Les marsouins du 3e Rima commencent à rentrer


mardi 24 novembre 2009


Après l'Afghanistan, le 3e Rima reprendra ses opérations extérieures : prochain rendez-vous le Sénégal au printemps.

Photo : ECPAD/Charles Harang.


Le régiment qui a perdu cinq hommes retrouve ses quartiers vannetais. Après six mois dans la valléede Kapisa, en Afghanistan.

Dossier

Le retour

Une centaine de marsouins est arrivée, à Nantes, dimanche soir par avion militaire. Les retours des 750 soldats du groupement Korrigan, dont 500 Vannetais, vont s'échelonner jusqu'au 6 décembre. La fin d'une mission de six mois.
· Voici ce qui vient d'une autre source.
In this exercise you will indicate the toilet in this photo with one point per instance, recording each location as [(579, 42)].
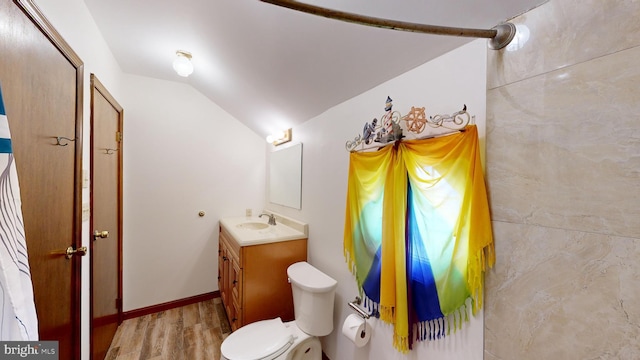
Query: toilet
[(313, 296)]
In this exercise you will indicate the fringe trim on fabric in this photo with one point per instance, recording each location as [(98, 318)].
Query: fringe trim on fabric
[(401, 343), (441, 327), (477, 266)]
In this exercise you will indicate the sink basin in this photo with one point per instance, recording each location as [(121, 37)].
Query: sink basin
[(253, 226)]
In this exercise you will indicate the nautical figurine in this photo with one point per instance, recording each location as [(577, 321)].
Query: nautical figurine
[(369, 131)]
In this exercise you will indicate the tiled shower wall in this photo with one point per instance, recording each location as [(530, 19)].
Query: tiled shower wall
[(563, 172)]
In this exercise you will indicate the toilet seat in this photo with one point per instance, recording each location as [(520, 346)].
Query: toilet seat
[(262, 340)]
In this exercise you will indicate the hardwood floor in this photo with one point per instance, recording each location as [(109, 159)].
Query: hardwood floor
[(191, 332)]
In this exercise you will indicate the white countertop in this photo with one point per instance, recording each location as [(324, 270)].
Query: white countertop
[(272, 233)]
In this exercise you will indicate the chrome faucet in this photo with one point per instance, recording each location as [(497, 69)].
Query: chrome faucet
[(272, 218)]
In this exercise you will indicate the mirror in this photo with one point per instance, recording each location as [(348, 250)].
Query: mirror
[(285, 176)]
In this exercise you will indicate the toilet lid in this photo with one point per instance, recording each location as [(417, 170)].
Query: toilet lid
[(257, 341)]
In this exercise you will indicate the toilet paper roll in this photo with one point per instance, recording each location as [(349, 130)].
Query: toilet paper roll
[(357, 330)]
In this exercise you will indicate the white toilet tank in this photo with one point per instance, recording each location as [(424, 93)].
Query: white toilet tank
[(313, 296)]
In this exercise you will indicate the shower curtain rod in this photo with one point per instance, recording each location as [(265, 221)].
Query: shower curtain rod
[(499, 36)]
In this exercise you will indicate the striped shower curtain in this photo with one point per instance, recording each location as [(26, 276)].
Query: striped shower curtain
[(18, 321), (417, 233)]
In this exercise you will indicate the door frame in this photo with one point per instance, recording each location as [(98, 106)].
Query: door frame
[(36, 16), (97, 86)]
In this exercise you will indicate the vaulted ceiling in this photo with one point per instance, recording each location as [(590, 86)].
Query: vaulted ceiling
[(273, 68)]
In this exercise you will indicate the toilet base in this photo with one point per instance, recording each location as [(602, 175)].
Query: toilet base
[(304, 347), (308, 349)]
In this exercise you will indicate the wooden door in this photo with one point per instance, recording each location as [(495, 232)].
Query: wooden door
[(106, 218), (42, 86)]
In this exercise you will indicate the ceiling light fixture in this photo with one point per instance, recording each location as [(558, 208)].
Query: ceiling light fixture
[(182, 64), (280, 137)]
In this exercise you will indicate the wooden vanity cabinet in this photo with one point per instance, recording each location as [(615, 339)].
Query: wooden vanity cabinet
[(253, 279)]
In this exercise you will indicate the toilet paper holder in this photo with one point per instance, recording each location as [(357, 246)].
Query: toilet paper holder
[(354, 305)]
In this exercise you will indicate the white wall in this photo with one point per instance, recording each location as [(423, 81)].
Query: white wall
[(183, 154), (443, 86)]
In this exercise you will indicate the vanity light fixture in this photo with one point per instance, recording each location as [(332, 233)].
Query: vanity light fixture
[(182, 64), (279, 138)]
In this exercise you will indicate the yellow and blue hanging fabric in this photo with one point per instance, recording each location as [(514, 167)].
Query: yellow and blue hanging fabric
[(418, 233)]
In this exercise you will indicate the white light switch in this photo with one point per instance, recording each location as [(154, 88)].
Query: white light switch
[(85, 178), (86, 212)]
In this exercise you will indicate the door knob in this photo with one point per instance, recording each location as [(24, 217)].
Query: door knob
[(100, 234), (82, 251)]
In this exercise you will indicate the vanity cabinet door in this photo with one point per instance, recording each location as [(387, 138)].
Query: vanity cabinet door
[(236, 293)]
« Après un bref passage au régiment pour des formalités, les hommes partent en permission, avant un retour à la caserne le 9 décembre, pour trois journées qui seront suivies de cinq semaines de congés », explique le colonel Pierre Schill, commandant le 3e Rima.

Une prise d'armes

Le 10 décembre, le régiment se réunit sur le port pour la dissolution du groupement Korrigan. Le ministre de la Défense, Hervé Morin, pourrait présider la prise d'armes.

Décompression à Chypre

Après les Canadiens et les Britanniques, les Français, de retour d'Afghanistan, s'arrêtent désormais à Chypre, « un sas de décompression » de 72 heures. Installés dans un hôtel de Paphos, les soldats, qui restent en groupe, se baignent, font du sport, visitent un site archéologique. Ils se reposent. « C'est une transition pour laisser l'état de guerrier avant de se rendre disponible pour sa famille », explique, depuis l'Afghanistan, le colonel Françis Chanson, patron du groupement Korrigan (lire ci-contre).

Combats

En Kapisa, le 3e Rima a mené une lourde tâche. Les Marsouins ont connu plus de quatre-vingts accrochages en six mois, un tous les deux ou trois jours. La pression a été permanente. Même les bases ne sont pas à l'abri des attaques. Elles ont essuyé au moins quinze tirs de roquettes ou d'obus de mortier.

Engins explosifs

Sur les routes et les pistes, cinquante engins explosifs ont été détectés, « souvent grâce à la population », explique le colonel Chanson. Cinq ont explosé. L'armée française utilise désormais des méthodes d'enquête policière pour remonter les filières des poseurs.

Pertes françaises

Cinq hommes du 3e Rima ont été tués. « Trente-cinq ont été blessés dont quatorze ont été rapatriés. Un seul est encore hospitalisé à Paris », explique Francis Chanson. Deux soldats du 13e Dragon ont été également tués pendant cette période.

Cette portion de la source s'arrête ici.